Your Morning News...Fresh or Stale?

Sunday, March 28, 2010


Today our news comes from a vast number of directions and alarmingly fast. Journalists and newspapers are constantly challenged with selling what is elsewhere available for free. How we receive our information and news is widely available to everyone and journalists, once again, are struggling to sell the news--at least to people under the age of fifty-five. Editors and news directors feel the angst of the growing and continued population of the Internet. They now see the huge threat the Web represents to the way they distribute their product.


The days of getting your news and information from the newspaper are long gone. More often than not, by the time a story has been printed on the front page of your paper, it has been blasted online for many hours. It is often old news at that point.
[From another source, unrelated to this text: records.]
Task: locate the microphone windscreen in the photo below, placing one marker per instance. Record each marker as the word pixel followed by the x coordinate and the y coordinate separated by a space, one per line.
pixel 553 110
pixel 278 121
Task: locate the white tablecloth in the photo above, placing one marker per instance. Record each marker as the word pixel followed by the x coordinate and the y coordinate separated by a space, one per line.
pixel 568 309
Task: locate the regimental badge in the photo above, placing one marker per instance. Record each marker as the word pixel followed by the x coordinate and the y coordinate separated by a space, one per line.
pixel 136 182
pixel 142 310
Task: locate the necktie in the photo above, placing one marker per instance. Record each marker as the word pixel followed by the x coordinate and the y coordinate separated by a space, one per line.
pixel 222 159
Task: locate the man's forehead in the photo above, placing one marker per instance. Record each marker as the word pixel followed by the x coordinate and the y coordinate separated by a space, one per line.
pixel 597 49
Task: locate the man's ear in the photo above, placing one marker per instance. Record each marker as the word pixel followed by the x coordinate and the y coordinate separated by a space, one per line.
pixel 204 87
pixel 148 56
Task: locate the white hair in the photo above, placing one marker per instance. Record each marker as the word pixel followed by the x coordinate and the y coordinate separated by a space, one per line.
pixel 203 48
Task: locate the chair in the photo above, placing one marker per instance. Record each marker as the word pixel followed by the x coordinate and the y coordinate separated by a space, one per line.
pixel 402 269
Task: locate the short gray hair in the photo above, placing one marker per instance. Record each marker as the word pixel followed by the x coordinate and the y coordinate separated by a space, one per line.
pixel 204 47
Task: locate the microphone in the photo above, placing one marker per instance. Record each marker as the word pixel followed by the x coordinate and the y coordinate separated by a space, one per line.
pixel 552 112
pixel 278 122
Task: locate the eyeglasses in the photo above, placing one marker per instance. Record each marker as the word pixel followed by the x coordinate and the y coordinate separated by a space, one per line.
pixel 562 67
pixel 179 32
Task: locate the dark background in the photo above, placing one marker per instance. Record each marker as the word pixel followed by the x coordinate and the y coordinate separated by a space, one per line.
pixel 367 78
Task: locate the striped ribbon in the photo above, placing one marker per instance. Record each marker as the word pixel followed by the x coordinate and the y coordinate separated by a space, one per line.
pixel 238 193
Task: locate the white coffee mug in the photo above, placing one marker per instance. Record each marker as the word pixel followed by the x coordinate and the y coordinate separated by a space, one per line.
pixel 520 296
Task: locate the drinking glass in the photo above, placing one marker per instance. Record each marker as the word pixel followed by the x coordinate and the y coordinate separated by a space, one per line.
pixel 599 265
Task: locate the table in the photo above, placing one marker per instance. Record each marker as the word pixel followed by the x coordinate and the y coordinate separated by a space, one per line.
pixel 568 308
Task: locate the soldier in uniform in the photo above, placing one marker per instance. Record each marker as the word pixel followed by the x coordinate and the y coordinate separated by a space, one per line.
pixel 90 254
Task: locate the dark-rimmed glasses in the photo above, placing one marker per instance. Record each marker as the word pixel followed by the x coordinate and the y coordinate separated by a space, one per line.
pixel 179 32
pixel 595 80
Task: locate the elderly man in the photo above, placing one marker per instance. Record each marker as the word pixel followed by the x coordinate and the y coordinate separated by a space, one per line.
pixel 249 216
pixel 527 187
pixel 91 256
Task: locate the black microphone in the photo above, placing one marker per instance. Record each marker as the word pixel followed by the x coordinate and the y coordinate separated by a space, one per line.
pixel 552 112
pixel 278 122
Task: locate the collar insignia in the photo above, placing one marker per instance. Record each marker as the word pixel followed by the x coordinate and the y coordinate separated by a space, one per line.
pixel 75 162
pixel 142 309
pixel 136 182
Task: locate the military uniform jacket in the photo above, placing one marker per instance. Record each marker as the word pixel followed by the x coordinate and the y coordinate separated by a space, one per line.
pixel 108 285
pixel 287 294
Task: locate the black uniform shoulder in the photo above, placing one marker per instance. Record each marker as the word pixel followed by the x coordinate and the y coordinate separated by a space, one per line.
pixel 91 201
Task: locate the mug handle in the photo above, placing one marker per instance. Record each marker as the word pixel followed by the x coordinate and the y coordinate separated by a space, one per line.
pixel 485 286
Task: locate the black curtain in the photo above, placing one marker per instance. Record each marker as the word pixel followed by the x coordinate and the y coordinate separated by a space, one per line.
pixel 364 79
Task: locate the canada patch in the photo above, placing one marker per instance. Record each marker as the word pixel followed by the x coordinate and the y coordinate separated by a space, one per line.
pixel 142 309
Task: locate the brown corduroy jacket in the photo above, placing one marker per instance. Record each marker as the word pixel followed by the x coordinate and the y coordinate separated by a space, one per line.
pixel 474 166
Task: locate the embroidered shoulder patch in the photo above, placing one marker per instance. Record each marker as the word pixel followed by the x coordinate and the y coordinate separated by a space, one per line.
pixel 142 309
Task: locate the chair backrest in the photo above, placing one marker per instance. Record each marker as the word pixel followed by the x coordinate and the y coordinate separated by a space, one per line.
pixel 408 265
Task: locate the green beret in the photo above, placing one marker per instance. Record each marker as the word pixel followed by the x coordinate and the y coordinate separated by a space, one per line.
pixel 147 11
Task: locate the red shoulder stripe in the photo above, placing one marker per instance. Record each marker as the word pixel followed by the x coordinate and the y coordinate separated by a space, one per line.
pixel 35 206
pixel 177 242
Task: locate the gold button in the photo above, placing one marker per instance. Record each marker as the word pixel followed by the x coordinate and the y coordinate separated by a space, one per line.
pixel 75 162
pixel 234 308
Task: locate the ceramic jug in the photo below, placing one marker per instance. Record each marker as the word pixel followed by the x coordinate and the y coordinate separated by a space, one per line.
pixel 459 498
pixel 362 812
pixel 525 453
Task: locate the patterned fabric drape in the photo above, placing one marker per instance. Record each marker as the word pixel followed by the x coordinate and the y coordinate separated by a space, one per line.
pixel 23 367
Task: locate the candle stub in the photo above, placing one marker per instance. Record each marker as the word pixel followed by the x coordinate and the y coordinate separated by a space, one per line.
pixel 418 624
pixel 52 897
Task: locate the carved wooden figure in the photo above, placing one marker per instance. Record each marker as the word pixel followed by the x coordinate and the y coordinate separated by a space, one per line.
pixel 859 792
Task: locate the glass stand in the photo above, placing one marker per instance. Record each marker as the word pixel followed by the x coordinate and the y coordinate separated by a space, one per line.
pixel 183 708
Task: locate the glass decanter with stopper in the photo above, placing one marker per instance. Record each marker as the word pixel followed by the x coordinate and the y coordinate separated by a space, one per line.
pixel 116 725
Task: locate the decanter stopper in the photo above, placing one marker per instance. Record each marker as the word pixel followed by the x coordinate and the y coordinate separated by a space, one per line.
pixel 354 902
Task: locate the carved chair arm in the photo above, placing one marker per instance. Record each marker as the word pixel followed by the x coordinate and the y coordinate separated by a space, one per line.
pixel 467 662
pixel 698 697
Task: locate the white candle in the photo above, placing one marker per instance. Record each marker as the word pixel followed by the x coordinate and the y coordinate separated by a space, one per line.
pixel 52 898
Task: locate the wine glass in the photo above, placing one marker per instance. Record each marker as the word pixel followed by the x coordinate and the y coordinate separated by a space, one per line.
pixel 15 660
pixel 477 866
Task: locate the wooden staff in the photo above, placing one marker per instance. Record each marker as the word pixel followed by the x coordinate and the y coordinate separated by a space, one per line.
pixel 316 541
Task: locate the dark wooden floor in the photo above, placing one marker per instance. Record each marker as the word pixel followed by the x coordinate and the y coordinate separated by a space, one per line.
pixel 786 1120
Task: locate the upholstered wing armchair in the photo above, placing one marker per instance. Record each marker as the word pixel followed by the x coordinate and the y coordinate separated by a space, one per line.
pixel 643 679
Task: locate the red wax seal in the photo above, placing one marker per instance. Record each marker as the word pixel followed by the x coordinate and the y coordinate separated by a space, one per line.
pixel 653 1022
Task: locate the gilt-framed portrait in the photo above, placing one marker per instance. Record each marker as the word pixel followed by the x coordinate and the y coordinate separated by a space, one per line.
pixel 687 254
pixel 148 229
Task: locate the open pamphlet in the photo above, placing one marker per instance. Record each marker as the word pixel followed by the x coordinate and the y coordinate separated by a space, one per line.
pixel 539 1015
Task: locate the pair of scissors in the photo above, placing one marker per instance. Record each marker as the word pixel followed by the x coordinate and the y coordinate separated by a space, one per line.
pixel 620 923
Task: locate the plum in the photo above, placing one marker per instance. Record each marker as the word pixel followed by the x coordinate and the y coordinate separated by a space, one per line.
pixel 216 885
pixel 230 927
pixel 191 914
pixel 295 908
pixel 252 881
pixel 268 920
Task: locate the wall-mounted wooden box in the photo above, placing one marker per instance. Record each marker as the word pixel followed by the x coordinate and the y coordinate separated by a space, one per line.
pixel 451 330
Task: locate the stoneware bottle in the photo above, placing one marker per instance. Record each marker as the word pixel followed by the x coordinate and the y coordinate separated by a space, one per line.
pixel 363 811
Many papers and journalists, while slow to this conclusion, have learned that they not only need to report the news but to offer other layers. These layers are often opinions, analysis, points of view, and interpretation. Is it finally time to sell something more than just the news?


In the days when the latest news was available to anyone who chatted in the street or at church or the supermarket provided mostly opinion--the something extra above just the news. The growth of cities and the development of weekly papers encouraged the development of the sale of news and mass production. This has lasted more than a hundred years.


If journalism is to move past just selling widely available, cheap, staler-than your morning coffee news--they must choose to impart of a ear piercing word--wisdom. Mainstream journalists are making a big mistake if they continue to believe that their ability to collect and organize information will continue to make them indispensable.


4 comments:

Staci Mead March 29, 2010 at 1:10 PM  

Good post! This is an interesting theory and very timely. Even the news we read on the Internet sometimes is old and stale. Sometimes a fresh pair of eyes would be a good thing, or looking at something for a different angle. That is another benefit of the internet, being able to access more than one news source so you can get varied points of view.

Courtney Glienke March 29, 2010 at 4:32 PM  

The industry is also making a huge mistake if they think they can ignore the internet entirely. Journalists need to stop viewing the Web as a threat, and start viewing it as a resource.

Meredith Jinks March 30, 2010 at 7:37 AM  

One size fits all does not work for news. People want to receive news in the way that works best for them. There are still many people who subscribe to the daily newspaper. Many people now receive their news exclusively from the internet. It is important for news outlets to reach people where they are, be that TV, radio, online, or through a traditional newspaper. Not being in all those places, means missing a viable audience.